Mayor of Irving
- Incumbent
- Assumed office May 2, 2026
- Preceded by: Rick Stopfer

Member of the Irving City Council from the 6th place
- Incumbent
- Assumed office May 6, 2018
- Preceded by: Brad M. LaMorgese

Personal details
- Born: Albert C. Zapanta March 8, 1941 (age 85)
- Party: Republican
- Education: University of Southern California (BA,MPA)

= Albert C. Zapanta =

American politician, businessman, and soldier (born 1941)

Albert C. Zapanta (born March 8, 1941) is an American politician and businessman who is CEO of the Dallas-based U.S.-Mexico Chamber of Commerce, and the mayor of Irving, Texas. Zapanta is a former major general who was a Green Beret in the Vietnam War. He became head of public affairs for Atlantic Richfield (ARCO).

He ran for Mayor of Irving in 2026 and was successful in his bid with 67.1% of the vote.

==Biography==

===Early life===
Zapanta received a Bachelor of Arts in Industrial Psychology and a Master of Arts in Public Administration from the University of Southern California, where his father, Al Zapanta, Sr. had also attended and played on the football and track teams in the 1930s and where his cousin, Dr.

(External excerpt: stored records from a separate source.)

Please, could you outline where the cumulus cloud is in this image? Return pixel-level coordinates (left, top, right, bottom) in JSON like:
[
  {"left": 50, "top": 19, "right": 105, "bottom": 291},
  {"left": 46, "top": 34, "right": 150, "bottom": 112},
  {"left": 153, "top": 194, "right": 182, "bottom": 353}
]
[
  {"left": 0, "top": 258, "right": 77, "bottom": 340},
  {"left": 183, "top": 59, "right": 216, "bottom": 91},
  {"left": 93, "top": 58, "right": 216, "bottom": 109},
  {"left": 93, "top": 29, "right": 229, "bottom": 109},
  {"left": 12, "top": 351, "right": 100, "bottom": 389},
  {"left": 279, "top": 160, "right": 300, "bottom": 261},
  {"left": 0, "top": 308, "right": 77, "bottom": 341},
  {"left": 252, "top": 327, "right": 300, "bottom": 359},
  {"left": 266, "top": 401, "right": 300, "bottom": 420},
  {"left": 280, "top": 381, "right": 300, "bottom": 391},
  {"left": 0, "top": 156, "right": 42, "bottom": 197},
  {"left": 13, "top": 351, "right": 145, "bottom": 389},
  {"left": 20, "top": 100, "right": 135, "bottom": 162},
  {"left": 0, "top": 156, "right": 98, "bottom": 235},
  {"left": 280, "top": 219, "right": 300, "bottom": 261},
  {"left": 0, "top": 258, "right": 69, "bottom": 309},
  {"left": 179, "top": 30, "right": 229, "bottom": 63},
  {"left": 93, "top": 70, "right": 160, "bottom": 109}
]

Edward Zapanta was trustee. Zapanta also graduated from the Harvard Business School, the Inter-American Defense College at the National War College in Washington, D.C.

===Military career===
Zapanta was a member of the Department of State's Advisory Committee on International Trade, Technology and Development, and later became the first U.S. senior officer to become Chief of Staff of the United Nations peacekeeping mission to the Western Sahara. Zapanta's military record includes the award of the Silver Star, five Bronze Stars for Valor, the Purple Heart, and 30 other awards during the Vietnam War. He was also awarded the Joint Service Commendation Medal for the Gulf War, Operation Restore Hope in Somalia, and Operation Uphold Democracy in Haiti.

===Career===
He started his career at Bethlehem Steel. He also served as Assistant Secretary of the Department of the Interior for Management and Administration from 1976 to 1977. From 1978 to 1993, he was a vice president of ARCO. In 1973 he returned to his alma mater, USC, to found the USC Mexican-American Alumni Association with then President John R. Hubbard, the first of its kind organization to bring diversity, equity, and inclusion to a major university and the prototype for the hundreds of similar organizations that now exist at nearly every university across the United States.

Zapanta was also the founder, chairman, and CEO of PAZ Energy, LLC, which partnered with Chesapeake Energy to consult and advise Dallas Fort Worth International Airport authorities on the potential viability of extracting natural gas from below the airport grounds.

He serves as president and CEO of the United States-Mexico Chamber of Commerce and previously sat on the board of directors of Tyson Foods. He is a trustee at the University of Dallas.